In politics, timing is everything. And when we examine the timing of General Elections in the United Kingdom since 1979, an intriguing pattern emerges - all but one have unfurled in the embrace of spring or early summer. The odd one out? The snap election of 2019. That general elections are nearly always held in the spring is not a mere coincidence; it's a strategic move deeply rooted in psychology.
Picture this: the party in power, the orchestrator of the electoral symphony, strategically selects the timing of the ballot. And their preferred season? Spring, without a doubt. Why? The answer lies in the collective psychology of the electorate.
As the curtains of winter draw to a close and the first rays of spring sunshine warm the nation, there's a palpable shift in people's moods. Longer evenings, warmer temperatures, and the blossoming of flowers contribute to a general sense of optimism. It is a psychological phenomenon - a collective amnesia that conveniently erases the winter blues.

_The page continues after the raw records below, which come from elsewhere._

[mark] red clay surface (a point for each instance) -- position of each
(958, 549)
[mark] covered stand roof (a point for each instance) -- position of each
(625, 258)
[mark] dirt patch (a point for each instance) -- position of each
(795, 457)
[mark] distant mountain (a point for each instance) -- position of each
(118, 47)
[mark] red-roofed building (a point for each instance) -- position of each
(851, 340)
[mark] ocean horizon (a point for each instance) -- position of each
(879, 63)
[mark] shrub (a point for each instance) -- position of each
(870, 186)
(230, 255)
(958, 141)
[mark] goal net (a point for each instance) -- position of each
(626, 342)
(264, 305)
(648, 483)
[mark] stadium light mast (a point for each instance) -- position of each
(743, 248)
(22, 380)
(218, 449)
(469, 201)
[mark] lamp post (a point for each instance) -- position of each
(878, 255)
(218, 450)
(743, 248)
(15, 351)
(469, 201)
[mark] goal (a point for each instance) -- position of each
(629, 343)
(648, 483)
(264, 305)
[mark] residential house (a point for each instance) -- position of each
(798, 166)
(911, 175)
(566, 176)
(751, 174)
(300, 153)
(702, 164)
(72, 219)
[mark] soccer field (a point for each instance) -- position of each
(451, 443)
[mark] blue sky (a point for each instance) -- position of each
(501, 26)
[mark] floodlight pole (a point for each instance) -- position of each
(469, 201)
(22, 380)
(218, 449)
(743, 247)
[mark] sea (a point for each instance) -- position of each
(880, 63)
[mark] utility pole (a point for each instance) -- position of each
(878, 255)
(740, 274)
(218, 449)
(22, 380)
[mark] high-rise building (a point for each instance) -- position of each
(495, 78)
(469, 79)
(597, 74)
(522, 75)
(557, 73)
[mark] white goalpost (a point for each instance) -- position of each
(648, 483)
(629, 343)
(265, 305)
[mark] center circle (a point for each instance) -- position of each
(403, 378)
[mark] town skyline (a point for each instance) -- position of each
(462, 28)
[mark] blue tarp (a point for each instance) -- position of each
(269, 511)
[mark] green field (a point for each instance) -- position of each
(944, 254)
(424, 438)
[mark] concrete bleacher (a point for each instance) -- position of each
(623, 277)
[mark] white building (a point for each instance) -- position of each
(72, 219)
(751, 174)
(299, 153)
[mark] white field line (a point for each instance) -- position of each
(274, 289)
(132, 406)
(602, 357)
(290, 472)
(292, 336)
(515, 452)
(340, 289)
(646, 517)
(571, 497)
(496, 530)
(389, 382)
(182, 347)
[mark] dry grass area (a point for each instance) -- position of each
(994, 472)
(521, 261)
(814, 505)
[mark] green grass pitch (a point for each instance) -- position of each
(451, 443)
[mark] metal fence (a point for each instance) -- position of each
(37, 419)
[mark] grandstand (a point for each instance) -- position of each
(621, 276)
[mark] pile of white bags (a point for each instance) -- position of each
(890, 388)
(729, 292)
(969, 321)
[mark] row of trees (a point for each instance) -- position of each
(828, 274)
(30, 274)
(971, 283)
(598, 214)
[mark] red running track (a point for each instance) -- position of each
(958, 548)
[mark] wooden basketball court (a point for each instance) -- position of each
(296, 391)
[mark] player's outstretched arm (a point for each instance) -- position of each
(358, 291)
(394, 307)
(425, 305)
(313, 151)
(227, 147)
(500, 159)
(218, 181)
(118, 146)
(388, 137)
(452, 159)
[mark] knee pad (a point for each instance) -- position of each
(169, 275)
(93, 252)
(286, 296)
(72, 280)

People find themselves unable to pinpoint exactly why they felt disgruntled during the colder months. The discomforts of winter fade away like a distant memory, and a newfound sense of contentment settles in. In this frame of mind, the grievances that once seemed pressing lose their edge, and the electorate becomes more predisposed to supporting the status quo.
The opposition, often eyeing a different season for electoral advantage, finds itself without the power to choose the opportune moment. Winter, their preferred backdrop, is overlooked, and once again the opposition finds itself struggling to persuade a population busy dusting off barbecues and tending garden pots that upheaval is needed.
Research in political psychology supports this seasonal strategy. Studies show that voters are more likely to favour the incumbent government when their overall mood is positive. Spring, with its rejuvenating effects on the public psyche, provides the perfect setting for such a psychological advantage.
In conclusion, the decision to hold elections in spring or early summer is not a random choice; it's a calculated move to ride the wave of improved collective mood. As the nation emerges from the cold cocoon of winter, political strategists seize the opportunity to present the current government in the most favourable light. The blossoming flowers of spring not only mark the arrival of a new season but also the cultivation of electoral success.
We predict the UK will go to the polls on 2nd May next year (to coincide with the local elections).